Indiya watched as the approaching salvo continued to be whittled down, lights winking out as defense batteries took their toll, but not quickly enough. “Fire.”
“Missiles away.”
She felt the faint tremor of their release, and her screens showed the Vengeance’s complement of 40 shieldbusters race towards the opposing vessel. This wasn’t a defensive gambit – her missiles wouldn’t hamper those that were incoming; they were designed for one purpose and one purpose only: to tear down an enemy’s defenses. Normally, forty would be more than enough to overwhelm any two shields at full capacity, but against this ship…?
“Tubes reloaded.”
Good. She had an efficient crew if nothing else. It would be a shame if her command proved to be so short-lived that she never had the chance to get used to either it or them. “Fire!”
“Missiles away.”
The Vengeance might be doomed but the chodding wixers would know they had been in a fight. The thought gave Indiya some small comfort as she watched her own second barrage – twenty-two slender instruments of death – follow in the wake of the first.
As soon as the missiles were away her attention focused to the incoming arrows, which would decide their fate. Again point defense showed their mettle, accounting for all but three of the second wave, but those three reached the fragile shield and fulfilled their purpose.
“Shields are down!”
“How many of the third wave remain?”
“Nineteen.”
Too
many. By necessity, defensive fire had been concentrated on the shieldbusters, as the enemy commander had doubtless intended. Now, that changed, as the lasers and railguns that formed point defense reprioritized without needing to be told, and the incoming missiles were picked off with relentless efficiency, but not rapidly enough. Indiya and her ship had run out of time.
“Impact in fifteen seconds.”
The screens pulsed in red warning.
“All personnel, brace for impact!” Indiya commanded.
Point claimed their final victory, the missile detonating so close to the ship that Indiya felt the deck buck beneath her, but that was nothing compared to what came next. Two of the eels made it through. Damage claxons sounded and she knew that compartments would be sealing throughout the ship as the missiles punched through the Vengeance’s hull.
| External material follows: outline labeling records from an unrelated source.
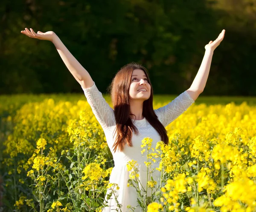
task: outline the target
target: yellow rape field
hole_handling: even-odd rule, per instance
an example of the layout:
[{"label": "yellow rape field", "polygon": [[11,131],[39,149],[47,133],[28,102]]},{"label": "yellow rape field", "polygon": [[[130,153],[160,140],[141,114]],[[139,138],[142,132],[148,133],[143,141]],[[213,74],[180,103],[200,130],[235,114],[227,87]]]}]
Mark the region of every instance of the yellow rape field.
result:
[{"label": "yellow rape field", "polygon": [[[86,99],[18,96],[0,105],[3,211],[101,211],[107,189],[119,187],[108,181],[113,158]],[[162,185],[148,182],[156,189],[144,211],[256,211],[256,107],[199,103],[166,127],[168,145],[142,140],[146,166],[161,160]],[[136,186],[136,161],[127,166]]]}]

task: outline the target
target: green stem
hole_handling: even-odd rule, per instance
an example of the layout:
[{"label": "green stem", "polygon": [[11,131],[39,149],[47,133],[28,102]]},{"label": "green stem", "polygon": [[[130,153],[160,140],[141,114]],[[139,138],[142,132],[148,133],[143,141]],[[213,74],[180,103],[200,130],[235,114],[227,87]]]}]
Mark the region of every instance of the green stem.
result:
[{"label": "green stem", "polygon": [[[147,163],[148,163],[148,149],[147,150]],[[147,206],[147,196],[148,194],[148,164],[147,163],[147,179],[146,180],[146,195],[145,195],[145,205]],[[145,212],[146,212],[145,211]]]},{"label": "green stem", "polygon": [[221,191],[223,190],[224,186],[224,165],[223,163],[221,163]]},{"label": "green stem", "polygon": [[[75,209],[76,209],[76,204],[75,204],[75,202],[74,202],[74,201],[73,200],[73,198],[72,198],[72,196],[71,195],[71,194],[70,192],[70,190],[69,186],[68,186],[68,184],[67,182],[67,181],[66,181],[66,179],[65,179],[65,178],[64,178],[64,176],[62,175],[62,173],[61,172],[61,170],[60,170],[60,169],[59,169],[58,167],[58,169],[59,172],[61,173],[61,176],[62,176],[62,178],[63,178],[63,179],[64,180],[64,181],[65,181],[65,183],[66,183],[66,186],[67,186],[67,189],[68,189],[69,196],[70,198],[70,199],[72,201],[72,202],[73,203],[73,205],[74,205],[74,207],[75,207]],[[71,183],[71,184],[72,184],[72,183]]]},{"label": "green stem", "polygon": [[[197,164],[197,172],[198,175],[199,172],[199,159],[198,158],[198,164]],[[197,197],[196,197],[196,204],[197,206],[199,206],[199,192],[198,191],[199,189],[199,185],[198,182],[197,190]]]}]

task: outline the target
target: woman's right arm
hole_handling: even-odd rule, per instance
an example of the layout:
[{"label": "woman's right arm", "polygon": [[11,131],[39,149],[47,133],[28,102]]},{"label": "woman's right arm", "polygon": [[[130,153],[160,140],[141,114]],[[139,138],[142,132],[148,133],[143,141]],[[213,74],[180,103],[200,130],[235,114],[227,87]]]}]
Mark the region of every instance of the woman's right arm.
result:
[{"label": "woman's right arm", "polygon": [[55,33],[53,35],[52,43],[65,65],[81,86],[87,89],[93,86],[93,81],[88,72],[72,55]]},{"label": "woman's right arm", "polygon": [[113,109],[103,98],[89,73],[71,54],[57,35],[52,31],[46,32],[38,31],[36,33],[32,28],[30,30],[25,28],[25,30],[20,32],[29,37],[49,40],[55,45],[65,65],[81,85],[87,101],[102,128],[114,125],[116,120]]},{"label": "woman's right arm", "polygon": [[38,31],[36,33],[32,28],[30,28],[30,31],[26,28],[25,29],[20,32],[29,37],[49,40],[52,42],[65,65],[82,88],[87,89],[93,86],[93,81],[89,73],[72,55],[53,32],[42,32]]}]

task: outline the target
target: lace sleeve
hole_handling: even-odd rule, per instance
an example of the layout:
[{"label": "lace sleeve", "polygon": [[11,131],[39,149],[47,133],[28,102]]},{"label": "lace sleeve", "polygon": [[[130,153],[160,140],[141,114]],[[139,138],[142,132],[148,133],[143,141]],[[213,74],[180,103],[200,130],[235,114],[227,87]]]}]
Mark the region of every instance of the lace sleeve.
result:
[{"label": "lace sleeve", "polygon": [[154,110],[158,120],[165,127],[194,102],[194,100],[185,91],[165,106]]},{"label": "lace sleeve", "polygon": [[93,83],[93,85],[90,88],[84,89],[81,86],[87,101],[103,129],[114,125],[116,121],[114,110],[99,91],[95,83]]}]

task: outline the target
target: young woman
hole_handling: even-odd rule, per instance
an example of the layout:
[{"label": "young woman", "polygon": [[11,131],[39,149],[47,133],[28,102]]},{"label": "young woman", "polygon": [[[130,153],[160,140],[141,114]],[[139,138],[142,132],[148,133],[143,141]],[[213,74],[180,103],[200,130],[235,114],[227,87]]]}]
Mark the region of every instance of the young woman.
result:
[{"label": "young woman", "polygon": [[[64,63],[81,85],[87,101],[105,133],[108,147],[112,154],[114,167],[111,173],[110,183],[117,183],[116,190],[121,211],[129,211],[127,206],[138,206],[135,188],[127,186],[130,172],[126,166],[127,162],[133,159],[138,164],[140,189],[143,195],[146,186],[147,167],[144,161],[146,156],[141,153],[142,140],[145,137],[153,139],[154,148],[157,142],[168,143],[165,128],[184,112],[195,102],[203,92],[209,75],[212,58],[215,49],[224,37],[223,30],[216,40],[210,41],[205,47],[205,54],[201,66],[190,87],[164,106],[157,109],[153,108],[153,89],[148,74],[143,66],[135,63],[122,68],[116,74],[110,86],[113,109],[107,103],[99,92],[88,72],[70,53],[59,37],[52,31],[36,33],[30,28],[21,32],[30,37],[52,42]],[[159,166],[159,162],[153,163],[152,168]],[[154,180],[159,185],[160,172],[152,173]],[[148,180],[150,180],[149,178]],[[108,190],[106,195],[109,193]],[[147,196],[151,190],[148,189]],[[102,212],[111,212],[118,209],[113,196],[111,197]],[[118,210],[119,211],[119,210]],[[135,212],[141,211],[139,206]]]}]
These were shipkillers, very different from the heavier shieldbusters which delivered their devastating payload on impact. The killers didn’t detonate immediately. Instead there was a split-second delay as their drives punched them through the layers of metal and toughened ceramalloys that formed the hull. They were designed to go off only after breaching that hull, to maximize damage; a devastating explosion that ripped at the ship’s innards while a fan of lasers melted bulkheads and scythed through anything softer – anything organic, for example. And two of these wixers had just punctured her ship.
The double explosion threw Indiya from her chair and into a low-g tumble, broken when her head hit the edge of the command platform. Lights flickered and dimmed but then steadied. The cacophony of alarms was deafening, but Indiya didn’t care at that moment. I’m still alive flashed through her thoughts. For now, at least.